Clothier also says there have been more cases because the AIU is getting better at catching cheaters.

“This is more of an evolutionary thing over time,” Clothier says. “AIU’s been in place since 2017, and as each year goes by, we’re getting better and better at understanding the doping situation in Kenya and being able to uncover doping. It’s not a magic button that’s been flicked to change things…We’re definitely collaborating better with ADAK as well, and this is contributing to the uptick in cases.

“It’s really understanding the environment in Kenya better, understanding the local factors. As time’s gone on at the AIU, we’ve built our capability to be testing the right athletes at exactly the right time for exactly the right substance.”

One more factor that cannot be ignored: the AIU conducts more tests on Kenyan athletes than any other nation, by far, as shown by the chart below.
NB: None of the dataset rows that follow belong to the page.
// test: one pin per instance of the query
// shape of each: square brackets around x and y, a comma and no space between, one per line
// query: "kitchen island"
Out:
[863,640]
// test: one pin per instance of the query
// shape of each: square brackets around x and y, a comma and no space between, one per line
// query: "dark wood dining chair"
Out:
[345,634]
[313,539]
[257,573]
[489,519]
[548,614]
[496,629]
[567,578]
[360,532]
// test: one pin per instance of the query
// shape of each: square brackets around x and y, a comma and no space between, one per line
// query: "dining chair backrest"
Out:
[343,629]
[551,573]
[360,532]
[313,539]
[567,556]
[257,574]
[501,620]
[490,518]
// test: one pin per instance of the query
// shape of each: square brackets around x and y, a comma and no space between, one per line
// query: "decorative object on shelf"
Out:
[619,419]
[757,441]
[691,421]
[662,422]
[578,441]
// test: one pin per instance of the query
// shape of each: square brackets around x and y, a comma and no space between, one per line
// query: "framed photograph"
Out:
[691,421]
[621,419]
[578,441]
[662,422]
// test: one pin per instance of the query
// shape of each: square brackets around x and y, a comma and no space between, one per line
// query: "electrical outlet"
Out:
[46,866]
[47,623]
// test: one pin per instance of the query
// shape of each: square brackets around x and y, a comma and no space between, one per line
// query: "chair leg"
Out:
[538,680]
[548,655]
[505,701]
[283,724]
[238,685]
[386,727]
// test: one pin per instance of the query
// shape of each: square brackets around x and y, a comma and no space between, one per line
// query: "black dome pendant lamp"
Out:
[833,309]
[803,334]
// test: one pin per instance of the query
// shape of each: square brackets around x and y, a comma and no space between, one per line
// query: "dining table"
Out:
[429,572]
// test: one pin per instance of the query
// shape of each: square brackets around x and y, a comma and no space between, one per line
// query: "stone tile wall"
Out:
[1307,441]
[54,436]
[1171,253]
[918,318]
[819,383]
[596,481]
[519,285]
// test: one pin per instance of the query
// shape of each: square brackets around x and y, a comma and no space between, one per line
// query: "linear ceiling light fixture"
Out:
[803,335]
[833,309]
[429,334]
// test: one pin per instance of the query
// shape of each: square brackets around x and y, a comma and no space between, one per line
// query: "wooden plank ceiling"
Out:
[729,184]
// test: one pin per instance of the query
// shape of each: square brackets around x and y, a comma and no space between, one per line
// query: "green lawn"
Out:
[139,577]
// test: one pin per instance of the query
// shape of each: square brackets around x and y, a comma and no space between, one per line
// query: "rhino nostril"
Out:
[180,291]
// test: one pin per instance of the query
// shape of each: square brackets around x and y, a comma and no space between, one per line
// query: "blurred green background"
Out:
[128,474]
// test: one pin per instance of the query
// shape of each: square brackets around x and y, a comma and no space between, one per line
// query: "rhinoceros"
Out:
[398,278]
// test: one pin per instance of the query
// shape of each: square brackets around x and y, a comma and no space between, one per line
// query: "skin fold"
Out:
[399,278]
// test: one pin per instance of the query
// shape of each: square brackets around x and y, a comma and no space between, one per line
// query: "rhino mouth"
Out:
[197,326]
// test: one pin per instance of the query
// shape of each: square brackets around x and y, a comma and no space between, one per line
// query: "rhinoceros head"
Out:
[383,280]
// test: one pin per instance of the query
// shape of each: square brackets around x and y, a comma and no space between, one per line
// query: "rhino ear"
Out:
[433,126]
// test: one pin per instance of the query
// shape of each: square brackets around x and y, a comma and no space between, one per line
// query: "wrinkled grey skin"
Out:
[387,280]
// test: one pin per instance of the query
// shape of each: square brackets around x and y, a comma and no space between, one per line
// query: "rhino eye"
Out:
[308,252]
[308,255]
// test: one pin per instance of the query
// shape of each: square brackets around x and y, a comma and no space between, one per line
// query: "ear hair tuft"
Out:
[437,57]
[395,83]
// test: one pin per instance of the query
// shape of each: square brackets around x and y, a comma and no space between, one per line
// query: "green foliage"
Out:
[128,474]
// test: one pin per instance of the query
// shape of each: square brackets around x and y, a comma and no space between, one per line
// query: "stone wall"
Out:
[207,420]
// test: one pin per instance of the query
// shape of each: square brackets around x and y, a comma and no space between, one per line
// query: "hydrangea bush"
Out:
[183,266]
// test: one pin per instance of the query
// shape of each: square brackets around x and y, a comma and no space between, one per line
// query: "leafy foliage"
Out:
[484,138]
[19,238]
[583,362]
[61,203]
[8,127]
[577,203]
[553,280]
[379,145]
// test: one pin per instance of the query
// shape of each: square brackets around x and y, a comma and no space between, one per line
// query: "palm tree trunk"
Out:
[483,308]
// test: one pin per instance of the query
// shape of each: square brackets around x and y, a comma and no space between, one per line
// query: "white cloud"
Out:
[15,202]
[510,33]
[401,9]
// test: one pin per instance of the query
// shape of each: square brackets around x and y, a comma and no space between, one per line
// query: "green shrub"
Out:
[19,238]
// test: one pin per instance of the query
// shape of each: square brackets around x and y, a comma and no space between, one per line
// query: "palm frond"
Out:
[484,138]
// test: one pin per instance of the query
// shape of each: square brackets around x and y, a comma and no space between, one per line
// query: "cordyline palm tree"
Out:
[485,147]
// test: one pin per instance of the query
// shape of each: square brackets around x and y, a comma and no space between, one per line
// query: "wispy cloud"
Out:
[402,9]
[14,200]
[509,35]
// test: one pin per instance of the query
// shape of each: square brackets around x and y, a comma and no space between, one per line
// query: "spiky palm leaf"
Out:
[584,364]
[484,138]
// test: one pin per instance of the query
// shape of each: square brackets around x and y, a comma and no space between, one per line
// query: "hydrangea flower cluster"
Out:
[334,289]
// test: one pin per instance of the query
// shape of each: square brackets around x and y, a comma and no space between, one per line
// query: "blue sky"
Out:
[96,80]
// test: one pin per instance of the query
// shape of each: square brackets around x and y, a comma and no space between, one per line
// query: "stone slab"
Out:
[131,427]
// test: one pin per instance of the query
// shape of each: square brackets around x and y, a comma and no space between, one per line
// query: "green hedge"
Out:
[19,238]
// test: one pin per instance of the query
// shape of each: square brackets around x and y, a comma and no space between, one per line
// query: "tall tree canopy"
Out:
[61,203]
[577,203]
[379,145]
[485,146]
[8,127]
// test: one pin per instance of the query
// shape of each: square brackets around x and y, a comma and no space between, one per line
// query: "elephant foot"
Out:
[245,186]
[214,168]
Out-of-competition and in-competition tests conducted by the AIU in 2021 (top eight countries)

Country Tests Percentage of whole
Kenya 1,319 18.56%
Ethiopia 931 13.10%
USA 584 8.22%
China 266 3.74%
Great Britain 194 2.73%
Spain 187 2.63%
Poland 180 2.53%
Jamaica 145 2.04%

Data courtesy AIU

That disparity in testing is due in part to the AIU’s Road Running Integrity Programme, begun in 2019 after a study found that 76% of winners at IAAF Gold Label road races were not part of an out-of-competition testing pool.

Typically, the AIU tests the top 10 athletes in the world in each track & field event, with national anti-doping agencies responsible for athletes who fall outside that criteria. In road racing, however, there is far more prize money available to athletes ranked outside of the top 10 in the world.

“These athletes were not in any of our pools,” Clothier says. “80% of them are from Kenya and Ethiopia. So there are too many of them normally for the national anti-doping agencies of those countries to handle.”

The solution, developed jointly by World Athletics and the AIU, was to expand the AIU testing pool to include the top 300 road athletes, a move that would cost $3 million per year, jointly funded by World Athletics, the AIU, agents, and major road races. Under the terms laid out by World Athletics, races would contribute between $2,500 and $66,667 annually, depending on the size of the event. Agents would pay $500 for each gold-level athlete they represent and $1,000 for each platinum-level.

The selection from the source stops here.